My eastern tropical Pacific sea surface temperatures watchers, get hype. An El Niño Watch is in effect.
The climate phenomenon that starts with warmer than normal waters in the eastern tropical Pacific and alters weather around the world has a pretty good chance of forming later this year. According to the National Oceanic and Atmospheric Administration (NOAA), which announced the watch on Thursday, there’s a 50 percent chance El Niño conditions will emerge this fall. The odds go up to 65 percent by the time winter rolls around.
The agency issues watches when “when conditions are favorable for the development of El Niño or La Niña conditions within the next six months.” Right now, models are showing a weak-to-moderate El Niño could be in the cards. But it’s way to early to speculate on the flavor of El Niño we could get at this point, which is about as useful as definitively saying where Lebron is going to end up (please let it be the Celtics).
But we can talk about why the odds are tipping toward El Niño. For one, ocean temperatures just below the surface are pretty toasty. Subsurface heat content this May was the sixth-warmest on record for the month.
Heat below the surface does not an El Niño make, though—you’ve got to get that hot water to the surface. Looking at the average temperatures on the surface of the tropical Pacific shows that things are decidedly neutral right now. However, there are key differences when you look on either side of the equator that could provide an opening for that subsurface heat to peek through.

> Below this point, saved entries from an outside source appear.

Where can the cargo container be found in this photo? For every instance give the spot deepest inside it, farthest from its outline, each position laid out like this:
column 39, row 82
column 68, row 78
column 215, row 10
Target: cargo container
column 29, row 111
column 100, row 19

The Pacific is a bit warmer than normal to the north, and cooler than normal to the south. This pattern is the positive phase of what’s known as the Pacific Meridional Mode. And it matters because the trade winds—which blow from east to west along the equator—tend to weaken during this positive phase. That could, in turn, let the warm water beneath the surface work its way east and eventually burble up to the surface
It will take months for these processes to play out, which is why we’re only in an El Niño Watch. But if El Niño does emerge, it could be a bit deal, because the pattern has a number of impacts on the world’s weather.
If El Niño forms in fall, it could put the kibosh on the tail end of hurricane season: El Niño tends to increase upper level winds that can inhibit hurricane formation in the Atlantic basin. El Niño also generally means more precipitation along the southern tier of the U.S. and drier conditions in the Northwest during the winter.